Lord Diplock went on to point out that police officers are endowed with coercive powers to perform their functions. This is so in Sri Lanka too . Hence contravention by the police of any of the Fundamental Rights guaranteed by the Constitution must attract State liability.

The State no doubt cannot be made liable for such infringements as may be committed in the course of personal pursuits of a public officer or to pay off his personal grudges. But infringements of Fundamental Rights committed under colour of office by public officers must result in. liability being cast on the State.

Reliance was placed by learned Senior Counsel for the 1st respondent on the judgment of Wanasundera.J. in the Velmurugu case (supra),. In that case the majority view was that on the facts there was no infringement of fundamental rights. Hence the decision so far as it relates to the interpretation of executive or administrative action must be regarded as obiter. Wanasundera, J. took the view that the State should be strictly liable for the acts of its high officials. Of subordinate officials he says as follows:

"The liability in respect of subordinate officers should apply to all acts done under colour of office, i.e., within the scope of their authority, express or implied, and should also extend to such other acts that may be ultra vires and even in disregard of a prohibition or special directions provided that they are done in the furtherance or supposed furtherance of their authority or done at least with the intention of benefiting the State".

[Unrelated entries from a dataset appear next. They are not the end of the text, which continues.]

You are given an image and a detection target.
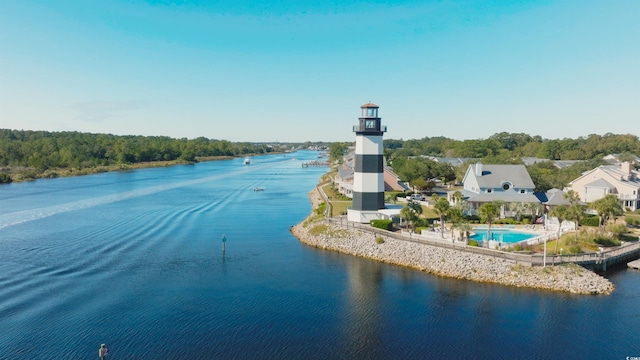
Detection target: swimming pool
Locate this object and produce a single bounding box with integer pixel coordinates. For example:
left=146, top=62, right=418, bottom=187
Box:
left=470, top=227, right=537, bottom=244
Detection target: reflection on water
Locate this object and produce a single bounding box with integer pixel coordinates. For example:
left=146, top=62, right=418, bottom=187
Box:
left=0, top=152, right=640, bottom=359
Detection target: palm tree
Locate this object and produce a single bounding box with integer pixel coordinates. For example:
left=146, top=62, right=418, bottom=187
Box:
left=449, top=206, right=462, bottom=239
left=549, top=205, right=571, bottom=254
left=590, top=194, right=622, bottom=231
left=478, top=201, right=500, bottom=245
left=562, top=190, right=584, bottom=243
left=432, top=194, right=451, bottom=238
left=400, top=202, right=422, bottom=230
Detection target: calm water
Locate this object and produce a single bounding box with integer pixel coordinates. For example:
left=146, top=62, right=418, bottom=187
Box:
left=0, top=152, right=640, bottom=359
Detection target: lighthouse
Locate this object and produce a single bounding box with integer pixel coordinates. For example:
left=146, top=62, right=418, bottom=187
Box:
left=347, top=103, right=387, bottom=223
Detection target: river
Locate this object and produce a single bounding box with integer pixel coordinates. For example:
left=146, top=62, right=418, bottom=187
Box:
left=0, top=151, right=640, bottom=359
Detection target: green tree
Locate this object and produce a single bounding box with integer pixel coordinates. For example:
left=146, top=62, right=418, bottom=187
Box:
left=549, top=205, right=571, bottom=254
left=400, top=202, right=418, bottom=230
left=589, top=194, right=622, bottom=231
left=431, top=194, right=451, bottom=238
left=478, top=201, right=502, bottom=245
left=562, top=190, right=584, bottom=243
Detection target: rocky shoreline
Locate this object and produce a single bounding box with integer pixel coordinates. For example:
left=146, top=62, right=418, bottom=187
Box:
left=291, top=190, right=614, bottom=294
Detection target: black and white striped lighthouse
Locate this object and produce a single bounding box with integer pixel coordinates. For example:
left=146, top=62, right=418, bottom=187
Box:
left=347, top=103, right=387, bottom=223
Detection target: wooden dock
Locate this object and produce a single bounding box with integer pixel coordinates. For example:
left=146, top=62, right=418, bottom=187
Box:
left=302, top=160, right=329, bottom=167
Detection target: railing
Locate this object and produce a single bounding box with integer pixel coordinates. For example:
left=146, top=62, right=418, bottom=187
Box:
left=618, top=194, right=640, bottom=200
left=316, top=184, right=640, bottom=266
left=318, top=217, right=640, bottom=266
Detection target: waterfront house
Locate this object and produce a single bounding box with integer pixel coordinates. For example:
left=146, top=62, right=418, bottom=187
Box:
left=456, top=163, right=540, bottom=216
left=567, top=162, right=640, bottom=211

This passage appears indeed to support what the petitioner, is contending for. With great respect, I do not agree that any distinction should be drawn on the basis of the rank of the official. I can find very., little' in this judgment which supports the proposition which learned Counsel for the respondents have invited us to accept.

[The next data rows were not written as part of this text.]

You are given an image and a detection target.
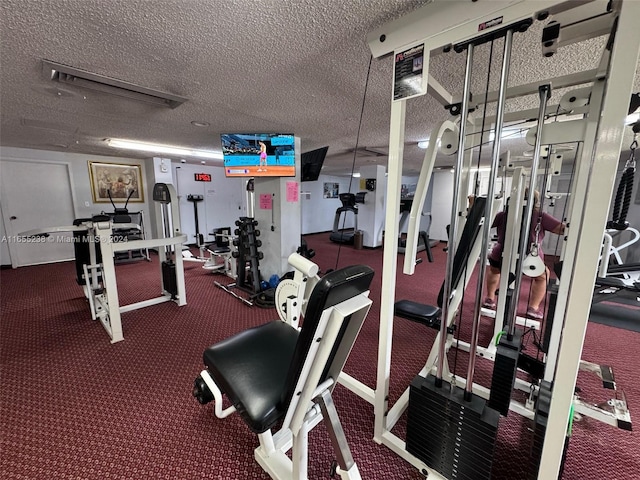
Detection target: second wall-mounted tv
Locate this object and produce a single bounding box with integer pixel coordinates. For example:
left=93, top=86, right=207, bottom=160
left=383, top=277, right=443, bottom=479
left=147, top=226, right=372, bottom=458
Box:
left=221, top=133, right=296, bottom=177
left=300, top=147, right=329, bottom=182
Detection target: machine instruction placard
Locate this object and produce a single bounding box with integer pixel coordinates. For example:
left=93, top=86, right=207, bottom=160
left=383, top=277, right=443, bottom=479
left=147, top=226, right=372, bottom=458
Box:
left=393, top=43, right=425, bottom=100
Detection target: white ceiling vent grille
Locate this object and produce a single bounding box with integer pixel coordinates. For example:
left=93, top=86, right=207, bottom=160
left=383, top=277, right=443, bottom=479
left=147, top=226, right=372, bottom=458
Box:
left=42, top=60, right=187, bottom=108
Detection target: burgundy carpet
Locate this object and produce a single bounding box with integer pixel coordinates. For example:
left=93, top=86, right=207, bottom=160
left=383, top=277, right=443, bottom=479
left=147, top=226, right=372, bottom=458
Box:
left=0, top=234, right=640, bottom=480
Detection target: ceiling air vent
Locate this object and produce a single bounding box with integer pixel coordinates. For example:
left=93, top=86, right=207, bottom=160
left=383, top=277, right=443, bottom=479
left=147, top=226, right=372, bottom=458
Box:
left=42, top=60, right=187, bottom=108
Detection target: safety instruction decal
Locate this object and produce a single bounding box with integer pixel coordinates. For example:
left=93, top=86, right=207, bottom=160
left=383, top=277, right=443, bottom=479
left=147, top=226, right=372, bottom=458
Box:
left=260, top=193, right=273, bottom=210
left=287, top=182, right=298, bottom=202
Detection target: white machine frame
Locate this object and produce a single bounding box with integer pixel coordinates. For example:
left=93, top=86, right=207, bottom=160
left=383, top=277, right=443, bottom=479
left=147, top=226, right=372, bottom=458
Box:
left=340, top=0, right=640, bottom=480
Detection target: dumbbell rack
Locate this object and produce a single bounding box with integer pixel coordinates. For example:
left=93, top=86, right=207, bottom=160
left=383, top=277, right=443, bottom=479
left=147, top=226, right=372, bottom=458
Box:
left=232, top=217, right=264, bottom=295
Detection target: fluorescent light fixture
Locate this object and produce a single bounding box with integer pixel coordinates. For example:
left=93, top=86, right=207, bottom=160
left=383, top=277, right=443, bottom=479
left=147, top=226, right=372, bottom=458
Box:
left=489, top=128, right=527, bottom=142
left=107, top=138, right=222, bottom=160
left=624, top=112, right=640, bottom=125
left=418, top=139, right=442, bottom=150
left=42, top=60, right=187, bottom=108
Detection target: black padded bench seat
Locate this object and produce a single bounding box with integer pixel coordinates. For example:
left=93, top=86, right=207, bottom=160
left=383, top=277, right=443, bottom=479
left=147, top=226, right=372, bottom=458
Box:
left=203, top=320, right=299, bottom=433
left=201, top=265, right=373, bottom=433
left=394, top=300, right=440, bottom=328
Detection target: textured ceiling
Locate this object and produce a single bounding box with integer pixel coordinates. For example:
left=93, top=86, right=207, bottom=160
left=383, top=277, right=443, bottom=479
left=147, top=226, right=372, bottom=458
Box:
left=0, top=0, right=640, bottom=174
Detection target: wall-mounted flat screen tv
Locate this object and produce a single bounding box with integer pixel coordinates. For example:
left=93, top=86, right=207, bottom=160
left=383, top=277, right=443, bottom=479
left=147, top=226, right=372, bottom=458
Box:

The principle that the State is liable for infringements of fundamental rights committed under colour of office by its public officers was applied by Sharvananda,J. in the case of Mariyadas Raj v. Attorney‑General and another. He explained the principle of liability as follows:

"What the the petitioner is complaining of is an infringement of his fundamental right by executive or administrative action', that the State has through the instrumentality of an over‑zealous or despotic official committed the transgression of his constitutional right. The protection afforded by Article126 is against infringement fundamental rights by the State, acting by public authority endowed by it with the necessary coercive powers. The relief granted is principally against the State, although the delinquent official may also be directed to make amends and /or suffer punishment".

With this formulation I respectfully agree. In the instant case the action taken by Inspector Ganeshanatham was 'executive action whether the State adopted it or not.

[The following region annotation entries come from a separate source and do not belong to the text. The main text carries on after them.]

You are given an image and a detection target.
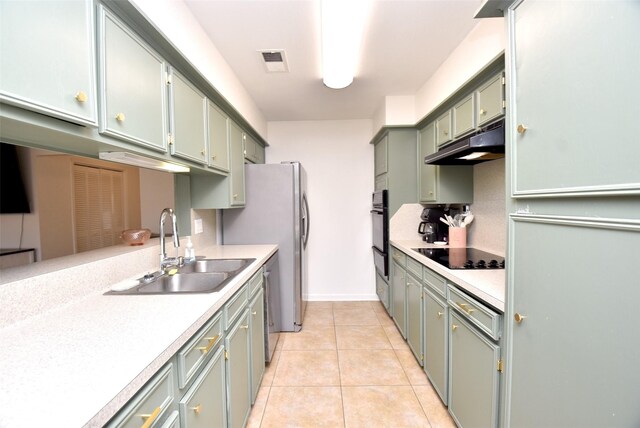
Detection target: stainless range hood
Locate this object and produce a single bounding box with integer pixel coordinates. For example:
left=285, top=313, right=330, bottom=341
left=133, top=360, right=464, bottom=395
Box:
left=424, top=121, right=504, bottom=165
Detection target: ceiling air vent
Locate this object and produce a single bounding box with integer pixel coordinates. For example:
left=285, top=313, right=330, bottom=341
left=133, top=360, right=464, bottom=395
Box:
left=259, top=49, right=289, bottom=73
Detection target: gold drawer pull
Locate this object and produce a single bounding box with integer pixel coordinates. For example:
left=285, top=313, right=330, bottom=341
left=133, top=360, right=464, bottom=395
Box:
left=140, top=407, right=162, bottom=428
left=75, top=91, right=89, bottom=103
left=196, top=334, right=220, bottom=354
left=513, top=312, right=526, bottom=324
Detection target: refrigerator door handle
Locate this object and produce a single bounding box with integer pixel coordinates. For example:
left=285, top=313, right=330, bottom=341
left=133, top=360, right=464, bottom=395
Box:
left=302, top=194, right=309, bottom=248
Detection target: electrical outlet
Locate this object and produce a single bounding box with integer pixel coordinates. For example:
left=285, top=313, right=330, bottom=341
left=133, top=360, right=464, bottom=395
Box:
left=193, top=218, right=204, bottom=235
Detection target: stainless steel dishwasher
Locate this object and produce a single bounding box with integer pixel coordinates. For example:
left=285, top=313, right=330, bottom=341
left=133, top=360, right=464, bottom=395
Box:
left=263, top=252, right=281, bottom=362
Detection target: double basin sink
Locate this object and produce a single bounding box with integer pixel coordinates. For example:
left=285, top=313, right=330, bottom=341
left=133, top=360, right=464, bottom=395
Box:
left=107, top=259, right=255, bottom=294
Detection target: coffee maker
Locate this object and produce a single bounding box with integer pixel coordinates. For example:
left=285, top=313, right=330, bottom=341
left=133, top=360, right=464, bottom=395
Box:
left=418, top=207, right=449, bottom=243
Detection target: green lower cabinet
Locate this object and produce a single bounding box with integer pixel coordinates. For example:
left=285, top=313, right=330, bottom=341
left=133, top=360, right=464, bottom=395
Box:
left=449, top=310, right=500, bottom=428
left=225, top=309, right=251, bottom=428
left=391, top=261, right=407, bottom=338
left=422, top=287, right=449, bottom=405
left=179, top=346, right=227, bottom=428
left=406, top=274, right=424, bottom=365
left=249, top=288, right=265, bottom=404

Accordingly I hold that the arrest of the petitioner was unlawful and contravened Article 13(l) of the Constitution. The State is liable for the infringement. Therefore I order the State to pay Rs. 2500/‑ as compensation to the petitioner. As this award is based on material placed before Court by the Police Officers, I order no costs.

Before I part with this judgment I would like to advert to one last matter which has caused my brothers and me some concern. As there was a sharp diffrence of testimony on the question of cruel, inhuman and degrading treatment we may have examined the question of permitting cross­examination on the affidavits. However such a course was not in any event feasible as under Article 126 (3) of the Constitution we are obliged to deliver our order today. In the circumstances we direct the 2nd respondent to proceed with his inquiries and take appropriate action in accordance with the law in respect of the various allegations made against the 1st respondent.

RATWATTE, J., : I agree.

COLIN‑THOME. J.,: I agree.

Application allowed and compensation ordered.